Monday, November 5, 2018

Scooters are Going Places

Here's something everyone knows about Los Angeles: our traffic is terrible.

It's so terrible it's a big joke.

 Lots of advertisements here make references to how bad the freeways are.

So how do you combat the traffic?

The simple answer is, have less traffic.  Most rides are short trips, and if people used, say, a bicycle instead of a car, there would literally be half as many cars on the road.

In Los Angeles in particular, there's a sudden boom in pushing people to where they need to do by "non-traditional" methods, such as bike- and scooter-shares.  (Uber, the ride-share company, now owns Jump bike-share.)

You probably already know about electric scooters.  (At least, if you live in a major city you do.)  The two most popular brands here in Los Angeles seem to be Bird and Lime, both of which were founded last year, in 2017.

Full disclosure: I hate electric scooters.
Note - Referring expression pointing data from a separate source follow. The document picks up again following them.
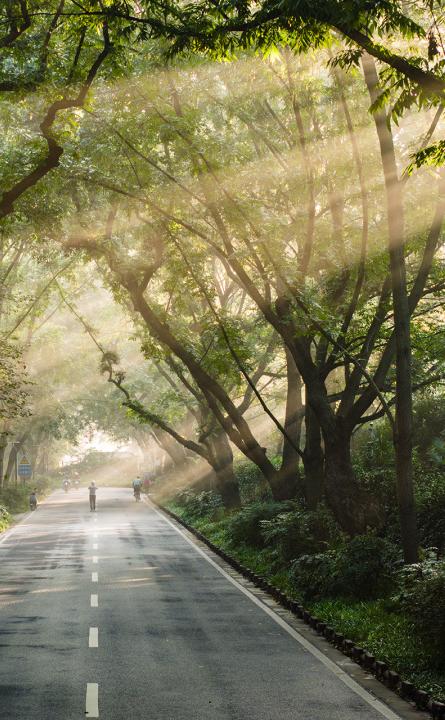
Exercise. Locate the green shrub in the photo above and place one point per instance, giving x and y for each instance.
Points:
(15, 499)
(196, 505)
(245, 526)
(362, 568)
(314, 576)
(299, 532)
(431, 522)
(421, 595)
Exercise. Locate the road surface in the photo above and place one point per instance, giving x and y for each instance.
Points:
(117, 615)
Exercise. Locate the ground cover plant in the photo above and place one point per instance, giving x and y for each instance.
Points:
(357, 585)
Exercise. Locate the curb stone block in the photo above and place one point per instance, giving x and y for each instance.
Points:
(392, 679)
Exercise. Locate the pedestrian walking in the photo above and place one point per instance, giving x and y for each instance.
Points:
(92, 488)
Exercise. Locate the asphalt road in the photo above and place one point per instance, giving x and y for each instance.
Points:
(115, 614)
They sprang up in major metro areas overnight like mushrooms after a rainstorm.  Because they are short-term rentals, they are not being taken very good care of by the people who use them.  They are an urban eyesore and collect in tangled heaps on the sidewalk, blocking walkways for people. 
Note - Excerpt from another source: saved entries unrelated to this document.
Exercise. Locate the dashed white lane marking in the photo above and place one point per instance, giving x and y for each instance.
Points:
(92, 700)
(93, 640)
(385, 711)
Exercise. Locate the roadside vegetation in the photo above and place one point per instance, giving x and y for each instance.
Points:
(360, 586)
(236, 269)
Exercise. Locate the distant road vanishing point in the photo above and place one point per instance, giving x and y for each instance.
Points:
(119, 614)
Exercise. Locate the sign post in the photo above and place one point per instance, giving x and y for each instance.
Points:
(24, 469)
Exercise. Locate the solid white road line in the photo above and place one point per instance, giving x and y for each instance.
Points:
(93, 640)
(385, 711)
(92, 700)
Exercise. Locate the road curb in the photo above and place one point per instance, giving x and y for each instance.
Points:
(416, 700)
Aside from being an unsightly nuisance, they are also dangerous.  (In the last year there has already been one fatality, in Dallas.)  Scooter riders zip out in front of cars, creating obstacles for drivers, and endanger pedestrians if they go onto the sidewalk.  There are already a few class-action lawsuits regarding electric scooters; people have complained that they make traffic worse, and some places have banned them until they figure out how to permit and regulate them properly.

They're fighting a losing battle, though.  60-70% of people are in favor of electric scooters because they are efficient, convenient and.  Plus, between Bird and Lime, there's three billion dollars on the line; these start-ups are doing remarkably well and have already created a micro-economy of people who use them, charge them, and take them to work.

Electric scooters are here to stay.

And for all of people's complaints, the funny thing is, alternatives to cars aren't new.

Did we all forget about the Segway craze of 2002?  (I hope not, because Segway ended with a fantastically hilarious punchline: the owner of the company died after accidentally riding one off of a cliff.)

Scooters have been around since 1915, when Autoped created the first stand-up scooter.  But it wasn't until around 2014 that scooters became practical, because that's when someone started stuffing lithium batteries into them.

That's not to say that we didn't have scooters before the 21st century, though.  Here's a picture of the 1965 Centaur, a gas-power scooter that could hit up to 40 miles per hour and ran on less than a penny per mile of gasoline.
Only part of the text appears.